# Fat Jax 5/8-9/13 Report



## Realtor (Oct 1, 2007)

Met up with a couple PFF'ers Brandon (Millertime) and Jimmy (jjams) and I made the llloooonnnngggg trip to the rigs. Water was a nice blue, the seas were super doable. we did have to work for the fish though. Nothing at the Petronius, Nothing at the marlin, Neptune was holding Black fin Tuna, (we got 26 of them) and the Ram Powell, held a few Black fins. Not muck else going on. we did manage a few 1/2 tuna the sharks weren't really to bad. I don't think I could have bought a Yellowfin if there was a guy there with a sign that read "YELLOWFIN TUNA For Sale" ha ha 

We did do a good deed, there was a disabled fishing boat with 6 people on it, we towed it over to a supply boat after talking to a couple of the rigs on the VHF. Tied them up and back to fishing we went. I could tell they were pretty glad we motored over to see if they were alright...... batteries were toast and it seemed like there were a few shorts in their electrical system. Nice group of fishermen.


----------



## 192 (Oct 1, 2007)

Nice Jim! Wish I could have modified my schedule to make the trip. Next time.

Mike


----------



## my3nme (Oct 9, 2007)

At least you can stink the grease up. What kind of boat were you on?


----------



## Realtor (Oct 1, 2007)

my3nme said:


> At least you can stink the grease up. What kind of boat were you on?


...


----------



## LUNDY (Aug 23, 2012)

awesome, great repor capt cant wait to make that run!


----------



## my3nme (Oct 9, 2007)

How much fuel you hold? I have a 27 gamefish with twin 150's. Been to Petronius several times but never to beer can or marlin but plan to ASAP.


----------



## Realtor (Oct 1, 2007)

150 Gallons, this trip we used 111 Gallons, we went all the way to Ram Powell this trip. Pretty heavy starting out..... had a lot of ice in case we really got into them..... Avg. GPM was 2.0 - 2.3


----------



## my3nme (Oct 9, 2007)

Thanks, that looks like my numbers. I have 185 gal and bought a 50 gal pillow. Maybe ill see ya there. PS I'm a realtor too


----------



## Tyler Massey (Oct 2, 2007)

Jimmy, I'm glad you are putting my rod to work!!


----------



## coolbluestreak (Jun 27, 2011)

Nice report Jim and nice AJ Brandon!


----------



## Steve B (Aug 14, 2012)

Thanks for the report. Those AJs are huge! Don't mean to bombard you with questions, but if that's a Garmin radar, are you pleased with it? Just installed a Garmin HD radar and haven't been out on the water to try it out. Thanks again.


----------



## Realtor (Oct 1, 2007)

Steve B said:


> Thanks for the report. Those AJs are huge! Don't mean to bombard you with questions, but if that's a Garmin radar, are you pleased with it? Just installed a Garmin HD radar and haven't been out on the water to try it out. Thanks again.

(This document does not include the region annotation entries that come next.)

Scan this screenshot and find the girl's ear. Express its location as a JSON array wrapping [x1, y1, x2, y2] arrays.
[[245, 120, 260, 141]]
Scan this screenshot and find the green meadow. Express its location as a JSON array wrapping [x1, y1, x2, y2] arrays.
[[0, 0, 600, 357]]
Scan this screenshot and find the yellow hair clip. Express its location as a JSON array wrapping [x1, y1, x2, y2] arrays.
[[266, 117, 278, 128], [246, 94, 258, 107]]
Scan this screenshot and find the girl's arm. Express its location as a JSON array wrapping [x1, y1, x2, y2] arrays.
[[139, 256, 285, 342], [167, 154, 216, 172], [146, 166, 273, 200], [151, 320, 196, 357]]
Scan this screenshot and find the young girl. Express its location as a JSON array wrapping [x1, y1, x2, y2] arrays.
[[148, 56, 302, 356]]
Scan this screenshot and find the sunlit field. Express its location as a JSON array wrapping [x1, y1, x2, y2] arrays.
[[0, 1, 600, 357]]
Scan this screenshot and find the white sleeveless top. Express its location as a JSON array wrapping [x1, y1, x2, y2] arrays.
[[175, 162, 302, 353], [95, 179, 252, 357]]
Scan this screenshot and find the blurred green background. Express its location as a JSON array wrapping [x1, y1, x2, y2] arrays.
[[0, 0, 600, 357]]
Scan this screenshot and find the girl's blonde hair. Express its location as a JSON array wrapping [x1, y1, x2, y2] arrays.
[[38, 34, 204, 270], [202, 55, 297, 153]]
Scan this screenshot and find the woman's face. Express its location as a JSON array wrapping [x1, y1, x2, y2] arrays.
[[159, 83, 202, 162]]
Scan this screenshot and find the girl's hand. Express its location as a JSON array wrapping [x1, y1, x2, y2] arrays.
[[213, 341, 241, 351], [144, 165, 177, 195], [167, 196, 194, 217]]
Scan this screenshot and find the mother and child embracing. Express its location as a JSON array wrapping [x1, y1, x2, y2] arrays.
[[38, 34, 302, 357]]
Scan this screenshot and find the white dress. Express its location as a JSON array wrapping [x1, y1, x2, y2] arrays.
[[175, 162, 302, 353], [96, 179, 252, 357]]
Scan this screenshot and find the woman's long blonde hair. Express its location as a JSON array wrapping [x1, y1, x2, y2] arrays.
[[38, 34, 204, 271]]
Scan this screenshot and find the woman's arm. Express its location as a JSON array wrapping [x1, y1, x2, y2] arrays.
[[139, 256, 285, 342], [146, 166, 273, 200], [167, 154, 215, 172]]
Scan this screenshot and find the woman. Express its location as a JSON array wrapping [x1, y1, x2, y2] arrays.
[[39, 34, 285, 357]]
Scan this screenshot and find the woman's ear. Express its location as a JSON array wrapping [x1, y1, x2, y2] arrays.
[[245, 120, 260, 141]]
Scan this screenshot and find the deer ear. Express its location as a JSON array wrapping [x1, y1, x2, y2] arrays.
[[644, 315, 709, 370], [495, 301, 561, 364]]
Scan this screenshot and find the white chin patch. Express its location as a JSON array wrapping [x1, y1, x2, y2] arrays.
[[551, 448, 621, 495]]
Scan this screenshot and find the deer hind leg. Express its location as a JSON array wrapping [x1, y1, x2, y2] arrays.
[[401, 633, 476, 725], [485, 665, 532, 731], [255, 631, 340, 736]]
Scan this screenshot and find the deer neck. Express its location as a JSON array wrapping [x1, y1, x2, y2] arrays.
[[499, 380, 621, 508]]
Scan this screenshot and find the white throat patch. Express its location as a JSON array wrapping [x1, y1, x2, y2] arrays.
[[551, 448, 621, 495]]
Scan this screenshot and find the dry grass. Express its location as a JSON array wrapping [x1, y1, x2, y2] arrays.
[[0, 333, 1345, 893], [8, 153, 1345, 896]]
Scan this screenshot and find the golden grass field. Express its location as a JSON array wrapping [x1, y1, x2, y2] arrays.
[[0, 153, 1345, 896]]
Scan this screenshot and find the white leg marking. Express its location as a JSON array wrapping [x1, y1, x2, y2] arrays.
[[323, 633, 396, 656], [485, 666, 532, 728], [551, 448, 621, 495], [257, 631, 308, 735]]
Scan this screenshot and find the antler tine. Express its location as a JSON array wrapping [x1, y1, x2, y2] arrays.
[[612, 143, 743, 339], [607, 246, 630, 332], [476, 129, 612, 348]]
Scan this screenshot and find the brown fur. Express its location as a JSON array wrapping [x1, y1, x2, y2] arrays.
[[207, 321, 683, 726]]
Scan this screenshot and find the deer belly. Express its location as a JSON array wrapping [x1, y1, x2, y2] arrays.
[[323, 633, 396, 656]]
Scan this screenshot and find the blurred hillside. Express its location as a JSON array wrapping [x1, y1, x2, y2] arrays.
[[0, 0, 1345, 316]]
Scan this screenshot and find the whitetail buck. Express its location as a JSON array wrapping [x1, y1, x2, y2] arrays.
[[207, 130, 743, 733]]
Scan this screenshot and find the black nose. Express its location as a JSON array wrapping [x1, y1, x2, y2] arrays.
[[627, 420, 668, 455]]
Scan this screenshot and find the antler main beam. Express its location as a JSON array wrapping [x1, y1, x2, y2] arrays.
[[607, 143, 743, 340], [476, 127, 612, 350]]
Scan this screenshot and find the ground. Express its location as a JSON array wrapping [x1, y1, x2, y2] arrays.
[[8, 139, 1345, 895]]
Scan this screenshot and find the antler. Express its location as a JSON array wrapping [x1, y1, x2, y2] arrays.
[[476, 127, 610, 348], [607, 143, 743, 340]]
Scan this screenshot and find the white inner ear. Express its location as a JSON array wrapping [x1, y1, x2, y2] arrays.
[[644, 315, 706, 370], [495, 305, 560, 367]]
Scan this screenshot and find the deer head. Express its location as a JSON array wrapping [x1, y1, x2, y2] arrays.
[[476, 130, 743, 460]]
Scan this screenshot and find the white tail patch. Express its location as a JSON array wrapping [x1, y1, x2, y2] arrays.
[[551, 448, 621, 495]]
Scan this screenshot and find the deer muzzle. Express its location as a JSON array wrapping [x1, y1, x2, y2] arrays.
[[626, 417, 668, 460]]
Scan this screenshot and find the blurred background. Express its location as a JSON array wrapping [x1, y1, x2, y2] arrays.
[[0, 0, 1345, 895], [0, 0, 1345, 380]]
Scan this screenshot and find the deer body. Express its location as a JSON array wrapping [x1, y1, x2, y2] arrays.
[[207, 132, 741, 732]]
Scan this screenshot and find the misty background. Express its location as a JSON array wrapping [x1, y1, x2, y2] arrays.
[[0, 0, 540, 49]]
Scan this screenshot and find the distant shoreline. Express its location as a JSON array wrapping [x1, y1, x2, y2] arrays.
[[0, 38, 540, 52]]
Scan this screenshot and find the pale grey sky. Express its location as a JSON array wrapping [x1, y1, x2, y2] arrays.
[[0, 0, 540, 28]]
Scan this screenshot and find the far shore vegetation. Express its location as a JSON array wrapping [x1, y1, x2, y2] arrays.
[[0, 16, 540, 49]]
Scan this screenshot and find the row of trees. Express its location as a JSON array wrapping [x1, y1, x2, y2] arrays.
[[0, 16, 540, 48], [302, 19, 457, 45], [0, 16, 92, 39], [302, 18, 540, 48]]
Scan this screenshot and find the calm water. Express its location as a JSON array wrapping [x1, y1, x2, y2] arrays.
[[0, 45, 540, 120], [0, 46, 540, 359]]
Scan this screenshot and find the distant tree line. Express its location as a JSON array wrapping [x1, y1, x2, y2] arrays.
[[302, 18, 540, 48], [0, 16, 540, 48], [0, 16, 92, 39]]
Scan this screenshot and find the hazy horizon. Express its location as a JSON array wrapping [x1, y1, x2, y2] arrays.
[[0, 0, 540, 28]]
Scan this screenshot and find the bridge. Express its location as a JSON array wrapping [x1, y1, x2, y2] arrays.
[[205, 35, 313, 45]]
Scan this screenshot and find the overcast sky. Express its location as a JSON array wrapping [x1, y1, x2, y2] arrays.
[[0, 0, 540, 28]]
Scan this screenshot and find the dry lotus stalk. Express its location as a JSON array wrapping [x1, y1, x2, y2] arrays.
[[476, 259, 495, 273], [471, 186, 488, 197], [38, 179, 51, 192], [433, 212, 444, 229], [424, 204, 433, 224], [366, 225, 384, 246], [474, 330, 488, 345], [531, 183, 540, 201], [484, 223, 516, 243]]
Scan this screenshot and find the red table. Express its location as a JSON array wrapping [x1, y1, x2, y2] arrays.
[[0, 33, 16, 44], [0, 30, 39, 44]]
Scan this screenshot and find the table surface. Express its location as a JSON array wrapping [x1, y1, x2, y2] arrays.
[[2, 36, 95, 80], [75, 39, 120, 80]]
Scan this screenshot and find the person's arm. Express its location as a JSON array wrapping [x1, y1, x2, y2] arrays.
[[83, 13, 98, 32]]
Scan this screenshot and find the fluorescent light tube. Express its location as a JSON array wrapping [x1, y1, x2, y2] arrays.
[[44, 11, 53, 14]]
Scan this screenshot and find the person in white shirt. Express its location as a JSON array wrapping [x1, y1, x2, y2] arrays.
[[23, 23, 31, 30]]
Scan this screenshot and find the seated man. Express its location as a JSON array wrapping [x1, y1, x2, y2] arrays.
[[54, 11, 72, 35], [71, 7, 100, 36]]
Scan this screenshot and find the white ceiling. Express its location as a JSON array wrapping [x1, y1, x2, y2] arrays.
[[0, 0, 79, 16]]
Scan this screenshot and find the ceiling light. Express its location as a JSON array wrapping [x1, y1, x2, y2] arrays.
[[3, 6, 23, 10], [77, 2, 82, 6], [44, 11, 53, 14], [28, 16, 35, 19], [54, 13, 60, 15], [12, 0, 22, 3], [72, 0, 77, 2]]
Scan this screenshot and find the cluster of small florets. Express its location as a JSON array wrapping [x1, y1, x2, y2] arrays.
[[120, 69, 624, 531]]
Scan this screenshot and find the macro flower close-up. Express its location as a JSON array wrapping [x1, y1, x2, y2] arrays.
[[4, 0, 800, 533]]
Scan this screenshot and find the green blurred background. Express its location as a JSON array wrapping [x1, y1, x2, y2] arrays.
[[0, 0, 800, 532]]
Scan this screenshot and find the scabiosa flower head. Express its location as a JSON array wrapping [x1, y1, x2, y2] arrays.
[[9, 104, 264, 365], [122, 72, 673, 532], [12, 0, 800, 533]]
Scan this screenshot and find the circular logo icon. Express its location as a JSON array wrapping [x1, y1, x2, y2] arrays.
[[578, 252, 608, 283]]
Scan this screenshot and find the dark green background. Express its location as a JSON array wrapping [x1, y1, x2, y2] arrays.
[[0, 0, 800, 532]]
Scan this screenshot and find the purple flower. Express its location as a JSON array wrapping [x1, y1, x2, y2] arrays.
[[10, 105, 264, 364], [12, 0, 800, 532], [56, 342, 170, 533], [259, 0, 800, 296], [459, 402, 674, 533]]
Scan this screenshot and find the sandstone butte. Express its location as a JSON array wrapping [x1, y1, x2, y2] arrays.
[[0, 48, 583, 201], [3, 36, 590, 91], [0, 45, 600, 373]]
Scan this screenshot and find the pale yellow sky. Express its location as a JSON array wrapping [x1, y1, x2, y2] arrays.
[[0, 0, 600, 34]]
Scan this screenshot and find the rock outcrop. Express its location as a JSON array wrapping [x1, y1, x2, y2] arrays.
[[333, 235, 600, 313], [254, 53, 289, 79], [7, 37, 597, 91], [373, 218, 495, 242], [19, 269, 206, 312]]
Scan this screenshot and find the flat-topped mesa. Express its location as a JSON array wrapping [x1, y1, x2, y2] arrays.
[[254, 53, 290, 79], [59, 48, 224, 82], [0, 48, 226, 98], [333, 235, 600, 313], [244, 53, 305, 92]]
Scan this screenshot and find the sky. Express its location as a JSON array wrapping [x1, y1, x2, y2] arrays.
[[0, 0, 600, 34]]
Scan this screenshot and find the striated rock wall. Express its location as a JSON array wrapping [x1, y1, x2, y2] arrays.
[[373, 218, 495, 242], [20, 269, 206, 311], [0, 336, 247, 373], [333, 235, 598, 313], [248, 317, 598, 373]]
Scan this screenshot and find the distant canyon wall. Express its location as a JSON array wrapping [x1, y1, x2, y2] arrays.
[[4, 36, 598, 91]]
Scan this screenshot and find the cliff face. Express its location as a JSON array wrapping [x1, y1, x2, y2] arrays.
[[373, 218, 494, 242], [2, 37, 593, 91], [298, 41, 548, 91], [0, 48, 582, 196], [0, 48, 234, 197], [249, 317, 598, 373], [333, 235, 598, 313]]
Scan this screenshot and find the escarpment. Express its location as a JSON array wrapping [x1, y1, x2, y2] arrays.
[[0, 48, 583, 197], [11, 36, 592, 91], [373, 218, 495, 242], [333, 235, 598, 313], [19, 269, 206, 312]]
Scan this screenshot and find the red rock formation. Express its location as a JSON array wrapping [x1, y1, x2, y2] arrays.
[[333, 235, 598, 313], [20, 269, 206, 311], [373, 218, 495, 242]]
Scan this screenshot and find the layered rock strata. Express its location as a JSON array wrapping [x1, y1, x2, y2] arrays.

Yes Steve, it's a Garmin (GMR 18). I don't use it much, but when I do I LOVE it!!! I come home after dark a lot, and coming in the pass the radar picks up those green cans (buoys) with no lights great!


----------



## LITECATCH (Oct 2, 2007)

Sounds like a good trip! 
I have the Garmin HD 24 radar and it seems to work really well. I was running through the bay one day and noticed a sailboat pulling a rubber dingy and the radar picked up both targets. I was impressed that i was getting a ping off of the rubber dingy.


----------



## JoeyWelch (Sep 25, 2009)

Jim I hate that there were no yellow ones for y'all. I saw the water out there yesterday and just knew that your boat would be coming home loaded. 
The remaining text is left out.